Paul is confused. He doesn’t see himself as persecuting God. Paul thinks he is doing God a service, defending his way against the apostate Christians. Saul then asks, “Who are you, Lord?” Saul doesn’t yet know it is Jesus. He seems to understand his vision as a revelation from God. As the account shows, Paul is open to God’s self-revelation, even though he is unaware of his purpose.
The figure standing before Paul shocks him greatly when he answers, “I am Jesus” (9:5). It is not directly stated in this verse that Paul actually sees the risen Christ, but only that he hears his voice. But it is confirmed soon afterwards, when Luke introduces Ananias (9:17) and Barnabas (9:27) into the account. Ananias refers to “Jesus, who appeared to you” (9:17). It’s clearly stated in the versions of this event Paul gives to Agrippa (26:16) and a Jewish crowd (22:14) that he sees Christ.

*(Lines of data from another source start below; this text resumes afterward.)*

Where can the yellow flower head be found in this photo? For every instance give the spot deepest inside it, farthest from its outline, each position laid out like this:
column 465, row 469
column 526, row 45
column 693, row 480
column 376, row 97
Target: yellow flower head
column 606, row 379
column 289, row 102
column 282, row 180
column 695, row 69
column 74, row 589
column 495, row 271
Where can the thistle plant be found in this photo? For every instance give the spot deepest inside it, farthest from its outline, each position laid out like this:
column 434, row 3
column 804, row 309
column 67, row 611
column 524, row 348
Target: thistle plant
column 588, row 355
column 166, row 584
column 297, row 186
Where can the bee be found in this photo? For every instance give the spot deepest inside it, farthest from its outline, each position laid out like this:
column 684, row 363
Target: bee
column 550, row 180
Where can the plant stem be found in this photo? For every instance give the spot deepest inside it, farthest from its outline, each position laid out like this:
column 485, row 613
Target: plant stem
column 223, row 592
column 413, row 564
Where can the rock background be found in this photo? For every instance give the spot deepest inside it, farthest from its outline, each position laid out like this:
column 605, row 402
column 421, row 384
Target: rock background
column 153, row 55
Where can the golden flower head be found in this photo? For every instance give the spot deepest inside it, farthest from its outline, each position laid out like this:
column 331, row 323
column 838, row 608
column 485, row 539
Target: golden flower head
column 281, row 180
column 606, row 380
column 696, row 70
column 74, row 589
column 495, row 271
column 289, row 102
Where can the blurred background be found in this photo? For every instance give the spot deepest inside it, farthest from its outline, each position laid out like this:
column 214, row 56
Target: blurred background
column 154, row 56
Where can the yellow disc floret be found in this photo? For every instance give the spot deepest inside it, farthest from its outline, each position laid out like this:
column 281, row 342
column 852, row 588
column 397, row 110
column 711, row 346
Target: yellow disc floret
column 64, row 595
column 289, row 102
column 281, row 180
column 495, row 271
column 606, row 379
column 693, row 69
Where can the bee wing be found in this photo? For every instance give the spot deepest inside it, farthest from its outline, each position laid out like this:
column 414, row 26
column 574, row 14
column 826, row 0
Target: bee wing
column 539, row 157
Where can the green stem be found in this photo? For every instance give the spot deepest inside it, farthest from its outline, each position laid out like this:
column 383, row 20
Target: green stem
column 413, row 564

When the risen Christ tells Paul he has been persecuting him, he is making an important point. Paul is not rejecting human beings, but by his actions, he is rejecting Christ himself (Luke 10:16). In persecuting the church Paul is persecuting the body of which Jesus is the head. [Romans 12:4, 5; 1 Corinthians 12:12-17; Ephesians 5:30; Colossians 1:18.] Christ and his church are one, and he has a tangible presence on earth through his believers. Paul learns that these Nazarenes — these followers of Jesus whom he despises — are not confused heretics. They, rather than he and the Sanhedrin, are the people of God, and Paul is the one who is confused.
Saul could not escape the fact that the Jesus whose followers he had been persecuting was alive, exalted, and in some manner to be associated with God the Father, whom Israel worshiped. He, therefore, had to revise his whole estimate of the life, teaching, and death of the Nazarene because God had beyond any question vindicated him. Thus he came to agree with the Christians that Jesus’ death on the cross, rather than discrediting him as an imposter, fulfilled prophecy and was really God’s provision for man’s sin and that Jesus’ resurrection confirmed him as being the nation’s Messiah and mankind’s Lord. [Longenecker, 371.]
This Messiah, the glorified Christ, has now appeared to Paul himself. Paul later stresses the importance of this revelation. He sees the risen and glorified Christ, and this is as real as Christ’s appearances to his disciples after the resurrection. [1 Corinthians 9:1; 15:8-9; Galatians 1:11-12, 15-17.] It is a proof of Paul’s apostleship and of his witness to Christ and the gospel.